The children of Israel had a worship problem in the days of Malachi. The root of the problem was their failure to both properly honor and fear the Lord, as pointed out in Malachi 1:6. “A son honoureth his father, and a servant his master: if then I be a father, where is mine honour? and if I be a master, where is my fear? saith the LORD of hosts unto you, O priests, that despise my name. And ye say, Wherein have we despised thy name?” The prophet, by the word of the Lord, confronted the condition of their hearts as revealed by their second-rate offerings. God demanded their best and purest but they offered the polluted, the blind and the lame. When confronted they offered excuses rather than repenting. “Ye said also, Behold, what a weariness is it! and ye have snuffed at it, saith the LORD of hosts; and ye brought that which was torn, and the lame, and the sick” (v. 13).
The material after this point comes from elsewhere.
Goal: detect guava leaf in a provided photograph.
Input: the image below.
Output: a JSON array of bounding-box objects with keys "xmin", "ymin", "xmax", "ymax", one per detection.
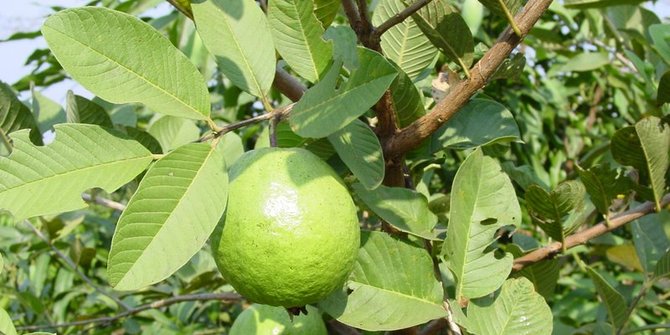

If we find worship a “weariness” we too should examine the condition of our own hearts. The priests’ poor offerings revealed their lack of honor and fear of the Lord. Malachi declared that, in contrast to Israel’s contempt, the Lord’s name would be great among the heathen. “For from the rising of the sun even unto the going down of the same my name shall be great among the Gentiles; and in every place incense shall be offered unto my name, and a pure offering: for my name shall be great among the heathen, saith the LORD of hosts” (v. 11). The Gentiles’ offering would be pure because God would remove their hard, worldly hearts and replace them with a “new spirit.”

Ezekiel 11:19:
And I will give them one heart, and I will put a new spirit within you; and I will take the stony heart out of their flesh, and will give them an heart of flesh:

Romans 2:14-15a:
For when the Gentiles, which have not the law, do by nature the things contained in the law, these, having not the law, are a law unto themselves:
15 Which shew the work of the law written in their hearts....

These two scriptures point to a day, which now is, when the true worshippers will worship God in spirit and in truth. “But the hour cometh, and now is, when the true worshippers shall worship the Father in spirit and in truth: for the Father seeketh such to worship him” (Jn. 4:23).

New forms of more exuberant and expressive public worship have been introduced into the Church. Proponents often refer to this kind of worship as “Davidic,” referring to King David’s unbridled joy and spontaneity when he “danced before the Lord with all his might.” However, the reason for his all-out worship has been misunderstood. David was leading the procession that brought the ark of the covenant to Jerusalem. His previous attempt to move the ark had been disastrous. David’s exuberance was not simply evidence of intense joy, but was also borne of a holy fear of God and respect for His holy presence.

The honest question we should ask ourselves is whether we really want to give the Lord our utmost and best in worship? If so, the only reasonable response is to “do a Romans 12:1,” meaning to offer ourselves a living sacrifice. The Lord will not receive our second-rate offerings but commands we “honor him with the firstfruits of our increase.” This applies to all the ways God increases us, whether it be in our harvest of grain or in spiritual gifts. Offering to God our blessed and redeemed lives as a living sacrifice is our holy act of worship. No longer are we satisfied to offer the Lord a mere token or afterthought as worship, for we will not offer him that which costs us nothing. Let us determine to offer nothing less than our lives as a living sacrifice.

Matthew 16:25:
For whosoever will save his life shall lose it: and whosoever will lose his life for my sake shall find it.

Matthew 10:38:
And he that taketh not his cross, and followeth after me, is not worthy of me.

Hebrews 13:15:
By him therefore let us offer the sacrifice of praise to God continually, that is, the fruit of our lips giving thanks to his name.